While traveling to different places inside Kruger National Park one that stood out the most was the elephant education center and museum at La Table. Before visiting this education center, I too thought that we needed to protect the elephants at all cost or else they, just like the rhinos, would become endangered. Why would we not believe that? It is all we hear being from the United States. Fortunately, I got the privilege of listening to a young woman who grew up in the park and alongside these magnificent mammals. Kruger National Park actually has a plethora of elephants. In fact, there are too many elephants inside the park and are working on a productive and humane way to keep the population under control. When the park first was built there was roughly 7,000 elephants inside the boundaries and to help keep the animals in fences were put up. This helped keep the animals inside, but it also made the elephant population explode. The population almost tripled. It was at that point the park decided something needed to be done. The first solution was culling. Culling is a reduction of a wildlife population by selective slaughter.
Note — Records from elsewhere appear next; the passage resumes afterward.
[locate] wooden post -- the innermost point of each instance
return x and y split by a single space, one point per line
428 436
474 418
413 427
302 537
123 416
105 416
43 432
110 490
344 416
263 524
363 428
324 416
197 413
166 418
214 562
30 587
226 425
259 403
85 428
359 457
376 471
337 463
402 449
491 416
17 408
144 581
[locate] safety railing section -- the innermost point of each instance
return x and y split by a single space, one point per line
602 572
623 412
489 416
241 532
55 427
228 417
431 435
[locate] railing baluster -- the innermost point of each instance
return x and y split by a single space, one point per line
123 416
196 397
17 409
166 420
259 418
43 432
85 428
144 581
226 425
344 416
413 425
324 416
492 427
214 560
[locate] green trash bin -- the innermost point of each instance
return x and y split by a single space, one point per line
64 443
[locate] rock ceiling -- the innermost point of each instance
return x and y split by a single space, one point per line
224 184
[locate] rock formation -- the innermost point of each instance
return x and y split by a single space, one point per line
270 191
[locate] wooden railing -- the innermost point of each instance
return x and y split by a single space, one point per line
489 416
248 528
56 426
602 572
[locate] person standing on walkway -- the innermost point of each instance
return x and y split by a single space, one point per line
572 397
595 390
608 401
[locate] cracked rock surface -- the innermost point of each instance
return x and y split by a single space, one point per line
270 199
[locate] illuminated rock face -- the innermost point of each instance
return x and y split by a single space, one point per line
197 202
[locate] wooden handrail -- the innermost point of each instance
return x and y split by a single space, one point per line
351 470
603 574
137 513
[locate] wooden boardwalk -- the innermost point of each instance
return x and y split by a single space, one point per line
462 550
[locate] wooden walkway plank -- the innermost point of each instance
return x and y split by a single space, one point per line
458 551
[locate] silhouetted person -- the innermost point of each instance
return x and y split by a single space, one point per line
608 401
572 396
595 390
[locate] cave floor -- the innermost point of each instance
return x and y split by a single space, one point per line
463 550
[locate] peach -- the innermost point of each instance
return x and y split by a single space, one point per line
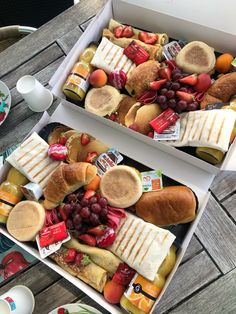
98 78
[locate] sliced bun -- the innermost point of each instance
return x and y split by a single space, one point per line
25 220
196 57
121 186
102 101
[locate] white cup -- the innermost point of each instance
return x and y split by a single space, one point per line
18 300
38 97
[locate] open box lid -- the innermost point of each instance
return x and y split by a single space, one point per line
210 21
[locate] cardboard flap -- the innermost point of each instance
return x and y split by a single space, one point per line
211 21
197 179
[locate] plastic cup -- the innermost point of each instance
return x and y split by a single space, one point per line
38 97
18 300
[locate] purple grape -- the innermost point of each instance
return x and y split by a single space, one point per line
85 212
175 86
170 94
161 99
172 103
192 106
94 219
163 91
182 105
96 208
103 202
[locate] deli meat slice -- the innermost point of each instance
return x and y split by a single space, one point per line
142 245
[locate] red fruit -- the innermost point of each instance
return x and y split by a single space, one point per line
107 238
113 292
88 239
148 38
123 274
156 85
165 73
185 96
84 139
118 31
190 79
70 256
88 194
203 82
91 157
98 231
127 32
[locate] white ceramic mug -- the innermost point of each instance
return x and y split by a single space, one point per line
18 300
38 97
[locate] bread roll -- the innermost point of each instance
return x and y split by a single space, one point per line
170 206
25 220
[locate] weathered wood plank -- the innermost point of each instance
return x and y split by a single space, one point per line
37 278
193 248
67 41
32 66
224 184
230 206
217 233
190 277
217 298
32 44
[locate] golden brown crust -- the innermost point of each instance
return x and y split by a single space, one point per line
142 76
169 206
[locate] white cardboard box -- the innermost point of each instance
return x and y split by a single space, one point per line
176 169
178 21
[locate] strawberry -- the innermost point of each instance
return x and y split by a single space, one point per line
70 256
127 32
107 238
82 259
88 239
88 194
91 157
148 38
84 139
155 85
185 96
190 79
118 31
98 231
165 73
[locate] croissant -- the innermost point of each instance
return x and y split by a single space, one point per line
65 180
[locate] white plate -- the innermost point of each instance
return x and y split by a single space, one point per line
77 308
5 101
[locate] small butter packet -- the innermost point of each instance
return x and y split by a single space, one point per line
171 133
151 180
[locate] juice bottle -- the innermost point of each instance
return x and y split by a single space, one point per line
141 293
10 192
77 82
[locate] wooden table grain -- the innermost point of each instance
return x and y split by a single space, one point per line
206 279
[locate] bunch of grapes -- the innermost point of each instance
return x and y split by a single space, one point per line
84 213
167 97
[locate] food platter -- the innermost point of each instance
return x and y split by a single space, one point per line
5 102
As you can imagine this did not go over well with the public. Once that did not work out, they tried translocating. Translocating is moving the elephants out of the land to other locations. They often translocated them to private reserves, but still was not enough. Finally, they tried different contraception techniques. For example, they tried keeping the females in heat so they could not get pregnant and for males the tried vasectomies. The vasectomies were effective, but sadly to perform this procedure on one male elephant took a full day. They had to track down a male via helicopter, sedate him, then preform the vasectomy which took roughly four hours per testicle. Unfortunately, these took too much time for little reward.

Currently there still is not an effective and efficient way to keep the elephant population of Kruger National Park under control. They are trying to keep the population to under 20,000 elephants and the employees are welcome to any ideas on how to do so. Of course, they should be humane and reasonable. Elephants are amazing, but destructive creatures and deserve to stay that way.